Because the coverage used for this analysis was relatively low, it was necessary to establish the extent of variation in the number of gene-RT MPR (i.e., the extent of proximity of LTR-RTs to genes) determined by the stochasticity in read packages used for mapping. Hence, we analyzed the frequency of gene-RT MPR in six subpackages of Illumina paired-end reads of the same genotype (North Dakota accession). In supplementary material S2, Supplementary Material online, the maximum percent difference in these subpackages is reported for the whole set of retrotransposons, for the two superfamilies, and for the most redundant LTR-RT families. Such values were assumed as thresholds to compare the gene-RT MPR frequency among the different genotypes: If two genotypes differed in gene-RT MPR frequency for more than the threshold, then it was assumed that in one genotype more retrotransposons lie close to genes than in the other genotype. It can be observed that, for Copia families (except Maximus/SIRE), the maximum percent variation due to stochasticity can be high (exceeding 25%), presumably because of the low frequency of these elements in the sunflower genome. In these cases, the analysis of gene-RT MPR was not taken into consideration. In contrast, the stochastic variation for Gypsy LTR-RT families was always lower than 20%, and we therefore focused on these families for the following analyses.

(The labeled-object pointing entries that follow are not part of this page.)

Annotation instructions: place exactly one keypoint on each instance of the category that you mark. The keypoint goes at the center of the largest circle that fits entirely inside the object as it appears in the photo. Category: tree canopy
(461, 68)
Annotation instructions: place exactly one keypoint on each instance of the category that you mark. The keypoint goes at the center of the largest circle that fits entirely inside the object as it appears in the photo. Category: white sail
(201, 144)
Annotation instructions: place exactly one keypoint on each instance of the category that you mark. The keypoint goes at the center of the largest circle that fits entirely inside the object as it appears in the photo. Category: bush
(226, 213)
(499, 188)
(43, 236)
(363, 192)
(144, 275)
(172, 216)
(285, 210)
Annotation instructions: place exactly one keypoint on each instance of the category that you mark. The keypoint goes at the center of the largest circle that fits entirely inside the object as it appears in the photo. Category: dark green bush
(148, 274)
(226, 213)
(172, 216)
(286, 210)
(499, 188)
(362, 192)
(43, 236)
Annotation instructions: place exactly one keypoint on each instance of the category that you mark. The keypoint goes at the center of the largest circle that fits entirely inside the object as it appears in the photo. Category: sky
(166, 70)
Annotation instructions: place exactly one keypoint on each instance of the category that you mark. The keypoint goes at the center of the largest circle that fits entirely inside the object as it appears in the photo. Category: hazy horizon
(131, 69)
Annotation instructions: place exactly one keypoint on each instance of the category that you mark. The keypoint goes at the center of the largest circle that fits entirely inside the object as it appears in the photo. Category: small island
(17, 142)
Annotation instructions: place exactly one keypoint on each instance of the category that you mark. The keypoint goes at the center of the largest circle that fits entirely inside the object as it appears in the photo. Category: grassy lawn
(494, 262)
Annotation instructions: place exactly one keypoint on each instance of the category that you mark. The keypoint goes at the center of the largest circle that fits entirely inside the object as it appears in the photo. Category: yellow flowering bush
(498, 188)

The occurrence of gene-RT MPR is reported in figure 6 for the Gypsy superfamily. The frequency of gene-RT MPR, indicating the number of sites in which a Gypsy LTR-RT lies close to a gene, was generally higher in wild accessions than in cultivars. This trend was also confirmed in each of the three Gypsy families to which individual clusters that make up the library of LTR-RTs belonged (fig. 6). PCA confirmed that Gypsy, as a whole superfamily, and in specific Athila and Chromovirus LTR-RTs, differed in the proximity of these elements to genes between cultivars and wild accessions (supplementary material S5, Supplementary Material online); the elements of these families were found to be close to more genes in wild than in cultivated genotypes.

Fig. 6.—

Fig. 6.—

Frequency of gene-RT mapping paired reads in the 15 genotypes analyzed in all Gypsy and Copia LTR-RTs found (A) and in Athila, Chromovirus, Ogre/Tat, and Maximus/SIRE LTR-RTs (B). Bars not sharing the same letter are to be considered as different according to a threshold indicating the extent of differences related to random sampling of reads (see Materials and Methods).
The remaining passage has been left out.